Abstract

The incidence of inflammatory bowel diseases (IBD) is rising in parallel with the global obesity epidemic. Contrary to conventional belief, 20–40% of patients with IBD are overweight (body mass index (BMI) ⩾25 kg/m2), and 10–40% of patients with IBD are obese (BMI ⩾30 kg/m2). 1 Despite extensive literature on the predictors of worse clinical course in IBD, no clear risk stratification is implemented in clinical practice, except for the prevention of recurrence of postoperative Crohn’s disease (CD), and identification of predictors of poor IBD outcomes remains of major importance.
In the current issue of the United European Gastroenterology Journal, Greuter et al. have addressed the impact of obesity on IBD course at a nationwide level. 2 Based on the Swiss IBD cohort, 3075 patients with IBD including 325 obese patients were prospectively followed from 2006 to 2018. Disease activity based on clinical scores (Crohn's disease activity index in CD and the modified Truelove Witts activity index in ulcerative colitis [UC]), C-reactive protein (CRP) and faecal calprotectin levels were assessed at baseline, whereas disease progression defined by CD phenotype and UC disease extent progressions, disease complication, and treatment failure were assessed during follow-up. The authors reported differences in the impact of obesity according to IBD subtype. Obesity was associated with an increased risk of active disease at baseline in patients with CD, but not in those with UC. Additionally, obese patients with CD were at increased risk of complicated disease course compared to normal-weight patients with CD, whereas this association was not observed in patients with UC. Finally, the risk of treatment failure was not affected by obesity in patients with CD and UC. Some limitations need to be acknowledged. Treatment failure was not based on robust markers of disease activity, but on the need for new anti-tumour necrosis factor (TNF) agent, which may be affected by physicians’ decisions and exclude patients switching from aminosalicylates to thiopurines. Previous studies reported rapid anti-TNF clearance and low trough levels in obese patients, but anti-TNF trough levels were not assessed in this study. Endoscopic data were not available but would have helped to better assess disease activity in IBD obese patients, because obesity increased CRP and, potentially, faecal calprotectin levels in non-IBD obese patients. 3 Finally, the absence of an association between obesity and worse UC outcomes may be related to the small sample size.
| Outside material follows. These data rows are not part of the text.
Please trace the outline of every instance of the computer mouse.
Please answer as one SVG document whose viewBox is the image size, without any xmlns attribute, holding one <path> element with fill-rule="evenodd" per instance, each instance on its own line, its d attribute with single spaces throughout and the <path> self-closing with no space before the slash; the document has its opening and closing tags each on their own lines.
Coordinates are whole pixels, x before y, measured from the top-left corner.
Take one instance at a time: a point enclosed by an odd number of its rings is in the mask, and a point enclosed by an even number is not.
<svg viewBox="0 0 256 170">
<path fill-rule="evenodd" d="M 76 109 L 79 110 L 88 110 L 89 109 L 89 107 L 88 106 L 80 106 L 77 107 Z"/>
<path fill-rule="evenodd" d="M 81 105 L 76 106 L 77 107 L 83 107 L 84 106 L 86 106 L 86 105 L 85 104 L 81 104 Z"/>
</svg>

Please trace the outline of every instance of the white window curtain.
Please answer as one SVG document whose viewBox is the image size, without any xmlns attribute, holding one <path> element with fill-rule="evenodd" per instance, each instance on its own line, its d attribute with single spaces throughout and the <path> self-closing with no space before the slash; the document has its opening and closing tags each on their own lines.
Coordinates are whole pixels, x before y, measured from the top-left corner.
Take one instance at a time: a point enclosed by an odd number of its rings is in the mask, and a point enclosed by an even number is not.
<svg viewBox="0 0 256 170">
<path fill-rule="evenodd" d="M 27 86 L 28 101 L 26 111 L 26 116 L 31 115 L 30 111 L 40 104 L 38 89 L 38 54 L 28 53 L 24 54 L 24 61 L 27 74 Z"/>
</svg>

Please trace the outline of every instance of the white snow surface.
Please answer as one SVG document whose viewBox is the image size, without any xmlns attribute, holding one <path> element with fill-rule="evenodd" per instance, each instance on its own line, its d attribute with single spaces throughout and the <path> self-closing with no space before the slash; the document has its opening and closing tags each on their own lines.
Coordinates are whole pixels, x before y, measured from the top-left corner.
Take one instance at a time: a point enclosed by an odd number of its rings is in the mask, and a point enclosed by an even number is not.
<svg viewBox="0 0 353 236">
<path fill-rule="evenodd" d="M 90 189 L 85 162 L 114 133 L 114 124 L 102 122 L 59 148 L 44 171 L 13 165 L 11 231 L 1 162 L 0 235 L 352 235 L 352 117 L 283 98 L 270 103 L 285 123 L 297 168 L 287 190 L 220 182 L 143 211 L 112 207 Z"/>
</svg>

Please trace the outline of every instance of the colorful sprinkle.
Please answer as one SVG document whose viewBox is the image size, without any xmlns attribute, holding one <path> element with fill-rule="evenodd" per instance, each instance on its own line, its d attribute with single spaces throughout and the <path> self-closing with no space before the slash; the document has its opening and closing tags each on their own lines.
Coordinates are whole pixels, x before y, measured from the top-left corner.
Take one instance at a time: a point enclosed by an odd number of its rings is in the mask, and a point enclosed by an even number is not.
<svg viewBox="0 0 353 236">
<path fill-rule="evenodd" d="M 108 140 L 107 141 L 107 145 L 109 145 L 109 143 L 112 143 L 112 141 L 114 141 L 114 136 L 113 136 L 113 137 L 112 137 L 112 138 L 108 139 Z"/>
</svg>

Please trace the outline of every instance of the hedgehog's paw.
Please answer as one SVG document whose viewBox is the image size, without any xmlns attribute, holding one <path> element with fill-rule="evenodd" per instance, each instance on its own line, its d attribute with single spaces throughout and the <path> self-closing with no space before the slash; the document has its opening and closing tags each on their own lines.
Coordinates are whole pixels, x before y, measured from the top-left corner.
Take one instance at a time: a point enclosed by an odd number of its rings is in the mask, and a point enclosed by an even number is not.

Nevertheless, this study is of great value compared to the available literature. Most studies assessing the impact of obesity on IBD clinical course were retrospective single-centre studies with a small sample size, limiting the conclusions drawn. A recent prospective cohort study including 1443 obese patients with IBD reported that obesity was associated with an increased risk of persistent disease activity and relapse in patients with CD and UC, in a dose-dependent manner. 4 Additionally, obesity was associated with increased disease activity and worse clinical outcomes in other immune-mediated inflammatory diseases, such as psoriatic arthritis and rheumatoid arthritis. 5
Therefore, the study by Greuter et al., together with the previously mentioned studies, provides important insights on the impact of obesity in IBD. These findings suggest obesity is an independent risk factor for worse IBD clinical course and this effect may be not only related to higher drug clearance. Indeed, obesity can be considered a low-grade, chronic systemic inflammatory disease, because it leads to an increased release of proinflammatory cytokines, notably TNF. 6 Small randomized controlled trials suggested a beneficial effect of weight-loss intervention on response to anti-TNF in patients with rheumatic inflammatory diseases, 7 but no data are available in patients with IBD. The study by Greuter et al. suggests future clinical trials assessing weight-loss intervention in IBD should be considered.